Questo è quello che ha fatto il “biondo” tedesco che si appresta ad abbattere tutti i record della Formula 1 antica e moderna.
Una dimostrazione di superiorità e forza assoluta, 33 vittorie in carriera, settima vittoria di stagione, la terza consecutiva, e 60 punti di vantaggio su Alonso.

L’ultima volta che ricordo una gara dove il vincitore ha dominato così di misura su tutti è stato il gran premio di Magny Cours, quando alla guida della Ferrari c’era un certo Michael Shumacher che si permise il “lusso” di 4 pit stop lasciando di stucco i suoi avversari a suon di giri da qualifica e volando in solitaria verso la vittoria.
La verità nel 2013 è che il mondiale termina qui, finito per tutti.
I fuochi d’artificio sono stati la degna cornice di questo campionato del mondo dominato da un fenomeno chiamato Vettel e da un “toro di razza” che lo esalta chiamato Red Bull.

Alonso le ha provate tutte, partenza superba, strategia degna dei bei tempi di “Ross Brawn”, nessuna sbavatura, ma il problema è che la Ferrari, che lo spagnolo guida in maniera divina e superba, non è quel violino accordato del marziano Vettel.
I miracoli in Formula 1 non esistono, esiste un gruppo di persone qualificato che deve lavorare al limite del complicato regolamento imposto dalla Fia e andare più forte degli altri.
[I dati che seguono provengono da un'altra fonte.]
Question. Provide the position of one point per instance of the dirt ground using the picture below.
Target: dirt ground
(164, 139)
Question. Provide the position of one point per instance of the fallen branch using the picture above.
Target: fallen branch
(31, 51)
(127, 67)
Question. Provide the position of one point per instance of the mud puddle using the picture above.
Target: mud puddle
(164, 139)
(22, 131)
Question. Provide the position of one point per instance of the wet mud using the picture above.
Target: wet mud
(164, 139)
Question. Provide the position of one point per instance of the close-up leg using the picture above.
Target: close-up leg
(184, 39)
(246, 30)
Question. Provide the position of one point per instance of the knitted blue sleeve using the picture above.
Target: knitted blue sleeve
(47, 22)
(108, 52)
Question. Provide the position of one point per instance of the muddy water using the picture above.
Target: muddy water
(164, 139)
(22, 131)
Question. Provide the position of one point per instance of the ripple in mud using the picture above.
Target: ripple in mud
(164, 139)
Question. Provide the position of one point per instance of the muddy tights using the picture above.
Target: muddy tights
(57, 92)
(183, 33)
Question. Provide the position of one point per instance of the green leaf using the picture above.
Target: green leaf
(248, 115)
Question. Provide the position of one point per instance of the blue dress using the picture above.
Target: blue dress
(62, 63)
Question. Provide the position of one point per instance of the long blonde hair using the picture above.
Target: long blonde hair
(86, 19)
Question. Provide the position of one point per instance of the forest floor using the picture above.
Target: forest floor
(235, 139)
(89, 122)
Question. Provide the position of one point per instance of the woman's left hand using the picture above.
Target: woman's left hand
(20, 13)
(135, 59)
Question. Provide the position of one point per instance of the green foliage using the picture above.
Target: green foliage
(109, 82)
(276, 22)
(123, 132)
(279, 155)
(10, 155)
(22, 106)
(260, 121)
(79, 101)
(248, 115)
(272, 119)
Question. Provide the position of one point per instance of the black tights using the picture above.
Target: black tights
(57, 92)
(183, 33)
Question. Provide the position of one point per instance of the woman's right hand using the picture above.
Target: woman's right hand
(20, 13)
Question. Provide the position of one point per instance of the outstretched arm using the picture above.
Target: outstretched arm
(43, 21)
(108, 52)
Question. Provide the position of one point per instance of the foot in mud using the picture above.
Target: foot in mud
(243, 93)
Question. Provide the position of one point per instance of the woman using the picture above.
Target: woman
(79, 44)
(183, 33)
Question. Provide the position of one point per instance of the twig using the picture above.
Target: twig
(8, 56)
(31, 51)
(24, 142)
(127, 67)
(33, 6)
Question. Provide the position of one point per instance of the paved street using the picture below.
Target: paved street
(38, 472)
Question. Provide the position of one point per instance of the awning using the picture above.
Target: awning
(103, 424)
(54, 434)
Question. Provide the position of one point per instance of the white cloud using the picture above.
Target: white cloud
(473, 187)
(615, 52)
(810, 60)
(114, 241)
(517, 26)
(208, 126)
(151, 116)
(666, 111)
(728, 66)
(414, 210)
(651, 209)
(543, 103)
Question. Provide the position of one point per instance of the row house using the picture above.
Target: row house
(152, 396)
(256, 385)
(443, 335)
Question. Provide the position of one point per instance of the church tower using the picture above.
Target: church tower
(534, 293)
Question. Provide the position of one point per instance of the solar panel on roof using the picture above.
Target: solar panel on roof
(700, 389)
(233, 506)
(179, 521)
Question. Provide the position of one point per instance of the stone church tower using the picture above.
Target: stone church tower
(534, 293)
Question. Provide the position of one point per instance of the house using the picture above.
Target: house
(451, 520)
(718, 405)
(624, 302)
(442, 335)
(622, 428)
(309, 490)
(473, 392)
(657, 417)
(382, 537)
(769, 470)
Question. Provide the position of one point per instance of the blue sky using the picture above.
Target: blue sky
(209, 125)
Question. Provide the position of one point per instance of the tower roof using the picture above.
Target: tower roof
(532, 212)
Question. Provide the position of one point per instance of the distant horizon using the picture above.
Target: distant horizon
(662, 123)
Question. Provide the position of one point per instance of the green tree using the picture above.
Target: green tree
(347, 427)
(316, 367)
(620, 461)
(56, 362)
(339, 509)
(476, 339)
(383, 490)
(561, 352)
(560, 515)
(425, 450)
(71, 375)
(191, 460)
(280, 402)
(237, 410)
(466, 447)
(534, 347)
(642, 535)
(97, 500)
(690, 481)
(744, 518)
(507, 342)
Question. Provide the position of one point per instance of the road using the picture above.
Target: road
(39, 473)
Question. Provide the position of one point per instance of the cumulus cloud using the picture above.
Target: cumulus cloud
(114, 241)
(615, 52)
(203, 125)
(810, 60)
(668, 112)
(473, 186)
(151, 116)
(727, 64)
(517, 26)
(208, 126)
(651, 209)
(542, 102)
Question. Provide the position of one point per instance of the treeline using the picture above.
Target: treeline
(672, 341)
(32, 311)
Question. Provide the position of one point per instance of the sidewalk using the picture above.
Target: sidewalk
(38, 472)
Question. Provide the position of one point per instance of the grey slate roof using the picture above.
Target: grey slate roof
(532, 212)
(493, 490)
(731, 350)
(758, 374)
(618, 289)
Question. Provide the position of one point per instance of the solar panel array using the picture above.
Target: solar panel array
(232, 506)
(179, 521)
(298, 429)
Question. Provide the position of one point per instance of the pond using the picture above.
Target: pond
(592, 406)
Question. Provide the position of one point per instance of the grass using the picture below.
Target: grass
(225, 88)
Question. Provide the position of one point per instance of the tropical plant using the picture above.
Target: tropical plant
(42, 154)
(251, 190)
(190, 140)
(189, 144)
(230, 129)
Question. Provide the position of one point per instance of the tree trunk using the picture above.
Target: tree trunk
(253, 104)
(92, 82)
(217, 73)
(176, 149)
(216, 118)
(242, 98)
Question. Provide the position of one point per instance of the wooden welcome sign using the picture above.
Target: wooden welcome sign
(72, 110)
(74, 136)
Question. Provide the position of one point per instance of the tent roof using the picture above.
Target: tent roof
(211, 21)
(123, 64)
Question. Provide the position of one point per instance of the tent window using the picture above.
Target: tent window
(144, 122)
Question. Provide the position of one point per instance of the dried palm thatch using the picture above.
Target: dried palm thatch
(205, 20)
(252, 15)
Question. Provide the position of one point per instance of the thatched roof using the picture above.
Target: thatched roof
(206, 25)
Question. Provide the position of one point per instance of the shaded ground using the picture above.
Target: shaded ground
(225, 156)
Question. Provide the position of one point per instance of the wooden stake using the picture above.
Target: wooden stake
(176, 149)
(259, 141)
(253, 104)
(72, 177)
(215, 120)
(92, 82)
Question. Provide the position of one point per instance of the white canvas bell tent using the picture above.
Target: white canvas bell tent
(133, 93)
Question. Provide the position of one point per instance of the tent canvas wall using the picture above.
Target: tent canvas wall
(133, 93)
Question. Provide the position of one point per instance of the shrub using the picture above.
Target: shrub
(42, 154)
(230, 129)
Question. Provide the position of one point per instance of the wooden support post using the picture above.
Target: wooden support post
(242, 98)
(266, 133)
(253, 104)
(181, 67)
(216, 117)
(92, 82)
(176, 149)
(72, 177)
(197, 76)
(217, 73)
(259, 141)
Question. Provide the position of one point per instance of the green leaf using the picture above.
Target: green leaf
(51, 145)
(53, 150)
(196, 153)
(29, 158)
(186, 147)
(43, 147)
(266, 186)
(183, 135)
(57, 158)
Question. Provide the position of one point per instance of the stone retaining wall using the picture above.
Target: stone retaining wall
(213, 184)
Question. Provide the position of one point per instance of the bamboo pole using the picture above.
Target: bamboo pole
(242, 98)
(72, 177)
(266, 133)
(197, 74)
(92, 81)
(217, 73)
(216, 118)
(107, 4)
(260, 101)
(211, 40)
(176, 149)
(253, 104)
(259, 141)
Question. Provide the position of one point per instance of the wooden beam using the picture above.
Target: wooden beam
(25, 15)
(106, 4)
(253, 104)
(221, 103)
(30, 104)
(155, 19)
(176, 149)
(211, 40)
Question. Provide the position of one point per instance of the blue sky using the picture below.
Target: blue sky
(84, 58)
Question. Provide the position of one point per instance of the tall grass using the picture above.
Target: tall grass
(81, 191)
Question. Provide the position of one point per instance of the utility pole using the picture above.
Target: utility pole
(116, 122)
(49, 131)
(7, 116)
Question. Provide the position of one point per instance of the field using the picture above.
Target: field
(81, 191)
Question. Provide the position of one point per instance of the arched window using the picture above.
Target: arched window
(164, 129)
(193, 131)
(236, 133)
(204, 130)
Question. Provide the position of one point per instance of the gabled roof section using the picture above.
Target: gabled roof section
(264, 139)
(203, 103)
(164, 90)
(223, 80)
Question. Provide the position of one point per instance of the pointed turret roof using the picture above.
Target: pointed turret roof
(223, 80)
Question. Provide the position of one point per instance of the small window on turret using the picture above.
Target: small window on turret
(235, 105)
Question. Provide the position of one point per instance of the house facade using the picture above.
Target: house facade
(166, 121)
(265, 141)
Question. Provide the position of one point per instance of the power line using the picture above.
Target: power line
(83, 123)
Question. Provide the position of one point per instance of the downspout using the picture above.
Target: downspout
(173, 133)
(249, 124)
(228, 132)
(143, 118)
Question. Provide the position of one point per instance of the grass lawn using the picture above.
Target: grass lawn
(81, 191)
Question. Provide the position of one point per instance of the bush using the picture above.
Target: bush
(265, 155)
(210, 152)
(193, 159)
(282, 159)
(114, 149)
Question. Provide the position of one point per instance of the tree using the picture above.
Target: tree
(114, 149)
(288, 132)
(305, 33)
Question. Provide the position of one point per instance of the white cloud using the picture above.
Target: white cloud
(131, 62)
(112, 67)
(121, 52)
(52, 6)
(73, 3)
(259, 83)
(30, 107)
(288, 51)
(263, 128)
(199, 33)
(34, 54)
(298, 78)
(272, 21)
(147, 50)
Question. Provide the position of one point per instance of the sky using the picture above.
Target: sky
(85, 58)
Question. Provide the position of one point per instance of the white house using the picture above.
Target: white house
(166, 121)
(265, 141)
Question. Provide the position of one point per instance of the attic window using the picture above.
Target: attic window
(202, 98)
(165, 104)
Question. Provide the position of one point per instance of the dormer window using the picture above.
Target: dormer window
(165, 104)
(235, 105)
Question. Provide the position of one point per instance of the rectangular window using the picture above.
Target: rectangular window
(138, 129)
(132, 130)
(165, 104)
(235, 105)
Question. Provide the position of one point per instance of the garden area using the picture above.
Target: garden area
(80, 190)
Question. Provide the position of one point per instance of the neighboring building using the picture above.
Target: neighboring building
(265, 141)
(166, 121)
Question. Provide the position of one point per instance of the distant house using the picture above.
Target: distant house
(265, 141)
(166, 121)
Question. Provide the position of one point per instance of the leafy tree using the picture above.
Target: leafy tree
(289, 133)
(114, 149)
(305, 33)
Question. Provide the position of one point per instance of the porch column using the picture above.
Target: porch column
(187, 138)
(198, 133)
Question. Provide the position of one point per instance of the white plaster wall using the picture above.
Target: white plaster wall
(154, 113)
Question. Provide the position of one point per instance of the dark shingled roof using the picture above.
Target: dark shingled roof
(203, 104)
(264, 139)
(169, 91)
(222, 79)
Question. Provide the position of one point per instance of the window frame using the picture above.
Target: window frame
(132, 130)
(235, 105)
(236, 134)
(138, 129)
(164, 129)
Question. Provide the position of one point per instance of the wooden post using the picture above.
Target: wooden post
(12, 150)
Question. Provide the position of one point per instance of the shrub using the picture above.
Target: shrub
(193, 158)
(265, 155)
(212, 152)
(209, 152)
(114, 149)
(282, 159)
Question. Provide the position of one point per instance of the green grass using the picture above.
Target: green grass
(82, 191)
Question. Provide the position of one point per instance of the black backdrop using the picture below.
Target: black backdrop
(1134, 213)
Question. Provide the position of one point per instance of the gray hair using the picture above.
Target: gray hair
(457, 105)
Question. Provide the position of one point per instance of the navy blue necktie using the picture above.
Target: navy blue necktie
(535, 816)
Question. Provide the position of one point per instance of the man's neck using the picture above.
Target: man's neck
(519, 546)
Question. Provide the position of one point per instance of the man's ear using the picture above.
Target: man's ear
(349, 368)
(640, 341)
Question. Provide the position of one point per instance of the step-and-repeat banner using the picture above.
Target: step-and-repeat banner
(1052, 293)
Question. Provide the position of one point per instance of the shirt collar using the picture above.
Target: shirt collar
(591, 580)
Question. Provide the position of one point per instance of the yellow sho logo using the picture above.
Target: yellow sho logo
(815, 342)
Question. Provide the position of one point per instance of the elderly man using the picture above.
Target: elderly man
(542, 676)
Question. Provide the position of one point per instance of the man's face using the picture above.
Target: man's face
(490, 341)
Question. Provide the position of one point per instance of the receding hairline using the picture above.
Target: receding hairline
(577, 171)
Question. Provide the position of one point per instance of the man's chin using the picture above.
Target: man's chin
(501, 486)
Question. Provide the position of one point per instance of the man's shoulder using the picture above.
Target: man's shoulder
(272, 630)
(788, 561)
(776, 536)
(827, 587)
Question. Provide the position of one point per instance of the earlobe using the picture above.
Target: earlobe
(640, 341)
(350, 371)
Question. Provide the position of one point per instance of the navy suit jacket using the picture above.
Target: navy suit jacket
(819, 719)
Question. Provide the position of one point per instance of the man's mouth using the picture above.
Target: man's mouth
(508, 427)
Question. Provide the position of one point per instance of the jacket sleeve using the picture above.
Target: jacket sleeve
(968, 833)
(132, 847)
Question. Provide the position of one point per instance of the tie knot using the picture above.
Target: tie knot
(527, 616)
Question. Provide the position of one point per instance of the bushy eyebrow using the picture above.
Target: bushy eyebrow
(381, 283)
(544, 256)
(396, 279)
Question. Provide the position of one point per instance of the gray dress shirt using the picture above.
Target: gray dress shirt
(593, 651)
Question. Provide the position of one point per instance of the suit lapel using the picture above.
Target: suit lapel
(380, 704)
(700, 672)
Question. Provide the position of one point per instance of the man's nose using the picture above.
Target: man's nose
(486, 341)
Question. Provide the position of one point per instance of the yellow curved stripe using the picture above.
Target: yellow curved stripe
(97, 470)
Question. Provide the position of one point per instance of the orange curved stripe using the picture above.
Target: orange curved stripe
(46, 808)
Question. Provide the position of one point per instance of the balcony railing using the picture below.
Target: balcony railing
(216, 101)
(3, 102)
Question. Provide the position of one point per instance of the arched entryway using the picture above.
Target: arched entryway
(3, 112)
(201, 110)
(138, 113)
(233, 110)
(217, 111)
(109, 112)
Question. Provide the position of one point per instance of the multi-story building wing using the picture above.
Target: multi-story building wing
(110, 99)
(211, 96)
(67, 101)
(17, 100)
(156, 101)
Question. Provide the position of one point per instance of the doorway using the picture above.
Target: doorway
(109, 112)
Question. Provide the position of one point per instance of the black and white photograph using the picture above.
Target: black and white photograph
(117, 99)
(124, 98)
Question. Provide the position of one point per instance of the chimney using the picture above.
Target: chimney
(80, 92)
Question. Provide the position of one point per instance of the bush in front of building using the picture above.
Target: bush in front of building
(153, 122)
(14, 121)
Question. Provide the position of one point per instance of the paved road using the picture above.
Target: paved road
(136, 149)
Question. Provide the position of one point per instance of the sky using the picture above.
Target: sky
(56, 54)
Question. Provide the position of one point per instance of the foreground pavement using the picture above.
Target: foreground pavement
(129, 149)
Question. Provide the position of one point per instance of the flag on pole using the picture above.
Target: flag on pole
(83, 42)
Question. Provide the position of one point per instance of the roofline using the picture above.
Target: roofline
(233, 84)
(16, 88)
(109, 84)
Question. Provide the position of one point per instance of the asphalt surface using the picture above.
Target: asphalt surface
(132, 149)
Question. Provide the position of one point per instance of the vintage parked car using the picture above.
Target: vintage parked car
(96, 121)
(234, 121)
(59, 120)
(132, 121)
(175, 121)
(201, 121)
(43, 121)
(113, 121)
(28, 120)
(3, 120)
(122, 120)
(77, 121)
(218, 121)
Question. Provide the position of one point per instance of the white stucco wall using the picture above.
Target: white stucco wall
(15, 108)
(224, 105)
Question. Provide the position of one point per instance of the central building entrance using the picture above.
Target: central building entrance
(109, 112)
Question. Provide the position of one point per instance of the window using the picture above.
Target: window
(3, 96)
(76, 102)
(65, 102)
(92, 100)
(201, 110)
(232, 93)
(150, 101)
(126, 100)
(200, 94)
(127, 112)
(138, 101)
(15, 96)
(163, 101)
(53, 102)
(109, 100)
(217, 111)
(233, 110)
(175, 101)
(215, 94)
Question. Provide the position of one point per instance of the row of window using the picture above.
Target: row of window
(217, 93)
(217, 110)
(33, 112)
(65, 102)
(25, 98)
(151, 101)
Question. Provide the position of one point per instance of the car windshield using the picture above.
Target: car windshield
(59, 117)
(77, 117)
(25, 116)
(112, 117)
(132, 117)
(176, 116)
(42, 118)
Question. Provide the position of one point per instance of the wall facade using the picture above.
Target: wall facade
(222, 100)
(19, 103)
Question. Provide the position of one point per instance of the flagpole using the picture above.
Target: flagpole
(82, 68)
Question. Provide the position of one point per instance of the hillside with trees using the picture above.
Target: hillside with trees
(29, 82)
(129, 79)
Questo non avviene oggi in Ferrari, anzi non avviene da anni, leggasi almeno quattro, e se non fosse per Fernando, porteremo a casa tutti risultati alla “Massa”.

Se Vettel merita il 10 con lode e Alonso il 10 pieno, merita zero invece Stefano Domenicali, direttore della gestione sportiva della rossa, che in diretta internazionale l’unica cosa che ha saputo dire è “speriamo che anche la macchina di Vettel si rompa come quella di Webber”.
Non ho mai sentito che la Scuderia di Maranello si appellasse a questi “bassi” auspici, la Ferrari è la storia della Formula 1, fede per tantissimi tifosi, orgoglio italiano nel mondo, il nostro fiore all’occhiello. Sono certo che se fosse ancora vivo il grande Enzo Ferrari, non avrebbe esitato neanche un istante prima di “licenziare” l’unico colpevole della debacle Ferrari degli ultimi anni.

Onore a Vettel e alla Red Bull, il primo per essere uno dei migliori piloti della Formula 1 moderna, la seconda per aver costruito un auto straordinaria capace, nelle mani di Sebastian, di suonarle a tutti.